RcIs Memento Mori the best of Boom!’s terrible Robocop remake tie-ins? Maybe. It’s definitely the first one where the art engaged. João Vieira has the appearance of an interesting style. Cartoonish, almost. He really doesn’t–he just fakes it on the good panels and the rest are really pedestrian. But until one figures out the art, it does keep the mind occupied.

Speaking of minds and occupation, Mori is the story of Alex Murphy, human cop, as the doctors wipe his memory to install Robocop. Frank J. Barbiere apes countless tv shows, comic books and movies as Murphy runs through his subconscious trying to survive. It’s hideously unoriginal and completely nonsensical. Barbiere fakes having a point to the story.

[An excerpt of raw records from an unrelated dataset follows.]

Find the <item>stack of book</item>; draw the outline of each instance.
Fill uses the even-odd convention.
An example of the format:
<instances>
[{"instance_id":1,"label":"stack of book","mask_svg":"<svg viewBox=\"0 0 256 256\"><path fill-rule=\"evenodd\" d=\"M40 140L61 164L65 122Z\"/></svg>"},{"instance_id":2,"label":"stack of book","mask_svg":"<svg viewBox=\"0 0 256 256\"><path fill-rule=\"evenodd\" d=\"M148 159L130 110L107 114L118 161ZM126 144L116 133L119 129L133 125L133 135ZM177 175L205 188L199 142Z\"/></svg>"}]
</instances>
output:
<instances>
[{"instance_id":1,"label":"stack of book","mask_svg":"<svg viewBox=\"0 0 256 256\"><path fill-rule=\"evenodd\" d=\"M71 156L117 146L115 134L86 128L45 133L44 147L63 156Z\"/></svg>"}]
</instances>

But the comic does read quickly and one forgives the art problems and the unoriginality as things move along. Barbiere manages to promise something engaging… and fails to deliver.

D 

CREDITS

Writer, Frank J. Barbiere; artist, João Vieira; colorist, Ruth Redmond; letterer, Ed Dukeshire; editors, Alex Galer, Ian Brill and Eric Harburn; publisher, Boom! Studios.

Robocop: To Live and Die in Detroit 1 (February 2014)

RobocopAgain, not having seen the new Robocop movie, it’s hard to say who’s responsible for the nonsense of To Live and Die in Detroit. It could be writer Joe Harris. He certainly does write some terrible exposition about the Motor City and juxtaposes it against the lame action and activities of Robocop. Robocop, it turns out, is an asshat by the way. But did the editors make him an asshat or did the liaison at the license holder?

The art isn’t too bad. Piotr Kowalski does all right, actually. The sleek image of Robocop is boring, but the rest of the action’s decent. Shame about all Harris’s exposition. It’s nauseatingly obvious and incredibly lame. Unless some Detroit politician wants to give out the comic at a campaign rally.

But not with the resolution. The resolution is pure crap. Whoever came up with it should be ashamed of him or herself.

F 

CREDITS

Writer, Joe Harris; artist, Piotr Kowalski; colorist, Vladimir Popov; letterer, Ed Dukeshire; editors, Alex Galer, Ian Brill and Eric Harburn; publisher, Boom! Studios.

Robocop: Hominem Ex Machina 1 (February 2014)

RoboCop Hominem Ex Machina rev Page 1Okay, it’s a movie tie-in but it’s a prequel and a sequel. Who knows? The new Robocop isn’t out yet so is it even possible to gauge whether Michael Moreci and Jason Copland got the tone right… because they don’t create one of their own.

Moreci follows around Robocop’s human handler–or so the character seems, as I haven’t seen the movie–while Robocop is malfunctioning. There are riots, there are hostages, will Robocop come through in the end? Will Moreci actually write vicious criminals or ones out of toy commercials?

Vicious criminals wouldn’t fit Copland’s style. With the colors over Copland’s pencils–no inking here–Hominem Ex Machina looks like watercolor. It’s not an action style. Copland quite often flings Robocop through the air and it just looks absurd. So does all the tasering; it’s practically a PSA in favor of taser “safety.”

It’s somewhat inoffensive licensed dreck.

D 

CREDITS

Writer, Michael Moreci; artist, Jason Copland; colorist, Juan Manuel Tumburús; letterer, Ed Dukeshire; editors, Alex Galer, Ian Brill and Eric Harburn; publisher, Boom! Studios.